The island of Halmahera lies roughly equidistant between the diving hot-spots of North Sulawesi & Raja Ampat, and right in the path of the Indonesian Throughflow as it surges through the archipelago. The strangely shaped island is almost a scaled down, carbon copy of Sulawesi, and is one of the more remote of the 18,000+ islands in Indonesia.
Halmahera is part of the Indonesian province of North Maluku and covers a total area of nearly 25,000 km2, which includes the main island itself and several smaller islands such as Morotai in the north and Bacan & Obi in the south.
Diving Indonesia: Halmahera and the Spice Trade
While Halmahera may be the largest island in the area, it is the tiny volcanic islands of Ternate and Tidore off its western coast that have traditionally dominated the region because of the aromatic spice cloves that grew there – and only there…
It seems strange that in these days of 24 hour convenience stores, where spices such as cloves, mace & nutmeg are now simple commodities, but in the 1600’s they were literally worth their weight in gold.
Spices from the Mollucas had trickled into Europe in small quantities during the middle-ages and gained popularity amongst wealthy people as a way to make poorly preserved meat taste better.
Spices were also perceived to provide a degree of protection against the deadly plagues that regularly ravaged Europe at that time, making them a highly sought after and expensive commodity.

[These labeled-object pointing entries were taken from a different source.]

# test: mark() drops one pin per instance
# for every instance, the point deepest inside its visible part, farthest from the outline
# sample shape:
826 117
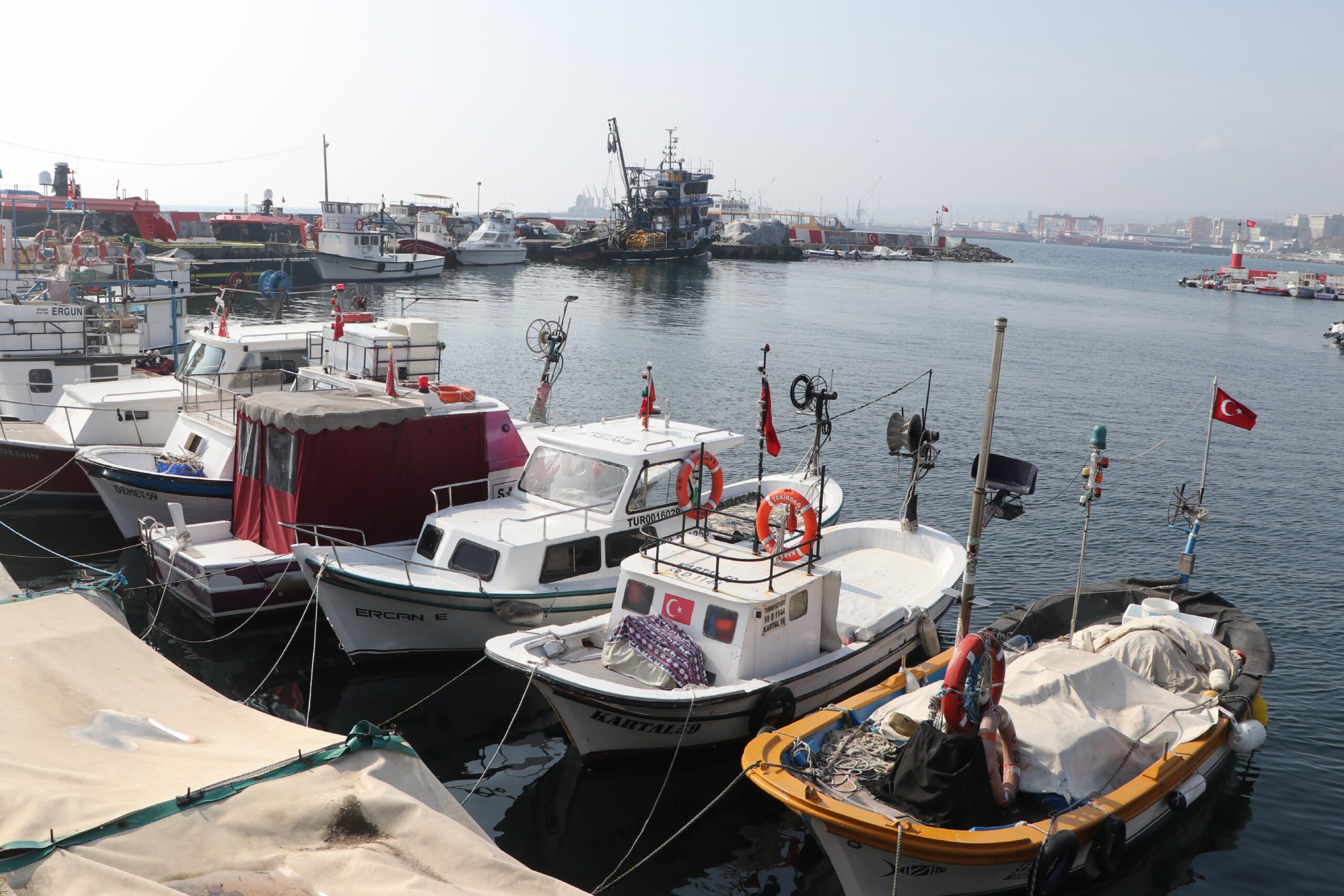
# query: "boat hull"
604 726
132 495
356 270
866 871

The rise of the Republic of Venice in the 12th century, and its control of the key Mediterranean seaways, allowed it to dominate European trade and completely monopolize the spice trade for the next 300 years.
The Venetians and their Arabic trading partners effectively had a stranglehold on the flow of these precious spices.

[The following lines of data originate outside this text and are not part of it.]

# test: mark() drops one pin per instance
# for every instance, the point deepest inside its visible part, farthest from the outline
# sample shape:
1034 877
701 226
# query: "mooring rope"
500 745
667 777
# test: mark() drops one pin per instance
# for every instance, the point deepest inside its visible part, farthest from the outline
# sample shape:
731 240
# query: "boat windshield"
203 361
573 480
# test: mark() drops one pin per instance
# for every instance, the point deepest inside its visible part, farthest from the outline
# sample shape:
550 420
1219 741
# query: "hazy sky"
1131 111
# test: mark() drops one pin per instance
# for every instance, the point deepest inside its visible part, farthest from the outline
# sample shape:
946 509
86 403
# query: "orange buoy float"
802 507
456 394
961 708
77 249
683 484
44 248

But the rise of the Turkish Ottoman Empire and the seizure of Constantinople in 1453 ultimately led to the closure of the land route & the end of this hugely profitable monopoly. It also triggered the “age of exploration” – a two hundred year period when the major powers of Europe sent sailing ships, captained by the likes of Christopher Columbus, Ferdinand Magellan and Vasco Da Gama, to find & control the source of the spices.

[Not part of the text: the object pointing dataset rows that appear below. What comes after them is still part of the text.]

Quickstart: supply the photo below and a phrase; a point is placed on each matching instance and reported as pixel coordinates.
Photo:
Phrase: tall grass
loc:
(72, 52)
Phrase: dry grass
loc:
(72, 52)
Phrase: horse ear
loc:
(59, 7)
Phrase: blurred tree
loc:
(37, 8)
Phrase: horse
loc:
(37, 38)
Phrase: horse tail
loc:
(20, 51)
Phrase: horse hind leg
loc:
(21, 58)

The Portuguese were the first to reach the Mollucas and seize control of the spice trade, using the immense profits to finance their plans for a global colonial empire.
But the end of the 16th century the Dutch arrived with bigger and better ships & guns and stronger financial backing and within a year they had established total, but very brutal, control over the area.
Both Ternate and Tidore are Islamic sultanates who have a long history of bitter rivalry that predates the arrival of European explorers, but both the Portuguese and then the Dutch were able to ruthlessly exploit that rivalry to great effect as they sought to control the spice trade.
The success of the British in growing transplanted spices in India and later for the French in Zanzibar dramatically reduced the importance of Ternate, Tidore and the other spice islands and the advent of refrigeration reduced the spices to simple commodities.